$50 billion market cap oil and gas company Suncor Energy Inc. (NYSE:SU) was another of SAC’s favorite stocks. Large oil companies tend to be trading cheaply, and Suncor is no exception with a trailing P/E of 10. This is particularly confusing in Suncor’s case as the company has a strong position in the booming Alberta oil sands and actually reported an increase in earnings (though not in revenue) last quarter compared to the third quarter of 2011, rare for a large energy company. We think that we’d like to take a closer look at the company to be more confident about that earnings growth, but at this point it looks attractive at current prices.

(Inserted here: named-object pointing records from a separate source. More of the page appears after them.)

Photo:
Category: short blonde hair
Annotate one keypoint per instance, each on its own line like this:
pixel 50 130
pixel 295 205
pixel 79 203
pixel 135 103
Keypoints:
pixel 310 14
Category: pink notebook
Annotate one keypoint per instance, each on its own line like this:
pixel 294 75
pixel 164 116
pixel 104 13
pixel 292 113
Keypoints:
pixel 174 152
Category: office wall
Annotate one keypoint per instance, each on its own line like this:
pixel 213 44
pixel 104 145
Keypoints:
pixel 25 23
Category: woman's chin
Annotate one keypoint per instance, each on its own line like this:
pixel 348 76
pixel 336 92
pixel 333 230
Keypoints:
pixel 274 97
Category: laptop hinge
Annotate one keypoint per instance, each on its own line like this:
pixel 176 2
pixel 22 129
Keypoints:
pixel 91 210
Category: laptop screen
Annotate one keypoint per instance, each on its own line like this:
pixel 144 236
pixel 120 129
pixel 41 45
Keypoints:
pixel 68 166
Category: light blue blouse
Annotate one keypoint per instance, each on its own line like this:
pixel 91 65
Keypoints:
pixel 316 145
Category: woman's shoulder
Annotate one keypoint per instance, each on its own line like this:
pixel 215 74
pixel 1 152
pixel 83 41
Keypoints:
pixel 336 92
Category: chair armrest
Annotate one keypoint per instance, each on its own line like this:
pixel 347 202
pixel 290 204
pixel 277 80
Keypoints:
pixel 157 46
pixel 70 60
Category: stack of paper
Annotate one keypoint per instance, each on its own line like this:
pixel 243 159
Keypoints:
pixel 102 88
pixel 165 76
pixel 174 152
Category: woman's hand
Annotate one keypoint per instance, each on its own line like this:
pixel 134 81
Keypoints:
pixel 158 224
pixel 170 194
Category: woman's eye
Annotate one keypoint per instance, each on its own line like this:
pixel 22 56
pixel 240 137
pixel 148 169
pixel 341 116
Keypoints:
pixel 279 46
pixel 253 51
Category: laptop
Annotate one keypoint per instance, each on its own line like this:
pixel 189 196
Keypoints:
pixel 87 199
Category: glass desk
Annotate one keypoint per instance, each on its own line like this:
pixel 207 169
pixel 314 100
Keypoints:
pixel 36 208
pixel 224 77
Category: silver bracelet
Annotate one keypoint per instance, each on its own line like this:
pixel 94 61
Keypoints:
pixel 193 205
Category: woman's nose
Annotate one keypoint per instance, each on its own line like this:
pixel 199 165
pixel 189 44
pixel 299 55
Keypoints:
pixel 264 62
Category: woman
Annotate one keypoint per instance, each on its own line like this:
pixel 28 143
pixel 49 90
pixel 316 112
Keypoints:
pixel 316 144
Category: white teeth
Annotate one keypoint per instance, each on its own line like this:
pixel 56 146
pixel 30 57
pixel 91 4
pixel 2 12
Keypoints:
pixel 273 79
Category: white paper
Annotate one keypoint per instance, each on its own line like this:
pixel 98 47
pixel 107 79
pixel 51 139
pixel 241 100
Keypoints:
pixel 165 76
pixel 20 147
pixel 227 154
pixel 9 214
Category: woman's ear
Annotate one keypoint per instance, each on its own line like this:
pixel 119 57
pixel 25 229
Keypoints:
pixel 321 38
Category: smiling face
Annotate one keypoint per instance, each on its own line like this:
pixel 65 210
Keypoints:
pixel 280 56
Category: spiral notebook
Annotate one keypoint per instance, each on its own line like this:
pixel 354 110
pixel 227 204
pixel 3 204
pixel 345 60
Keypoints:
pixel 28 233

The fund also liked Superior Energy Services, Inc. (NYSE:SPN), which provides equipment and services to oil and gas drillers (including for their offshore operations). Revenue and net income were much higher in the third quarter than a year earlier, yet the market apparently believes that there’s no future growth here as the stock is valued at 9 times earnings after having dropped 22% in the last year. The sell-side expects at least some growth to continue, and the five-year PEG ratio is only 0.4. That’s enough to merit consideration, though we’d certainly research why the market is so negative on Superior’s prospects before buying.
Cohen was willing to buy, of all things, an iron ore and coal stock during the third quarter: SAC added heavily to its position in Cliffs Natural Resources Inc (NYSE:CLF) and closed September with 2.7 million shares in its portfolio. Iron ore and metallurgical coal demand has been low, due to steel demand being low, which in turn has been brought about by macro concerns (the stock’s beta is 2.4). Revenue and earnings have plummeted, and even Wall Street analysts are forecasting lower net income in 2013. It’s still valued at 10 times consensus earnings for next year, and has upside if it can stabilize its business, but we think we’d avoid it for now.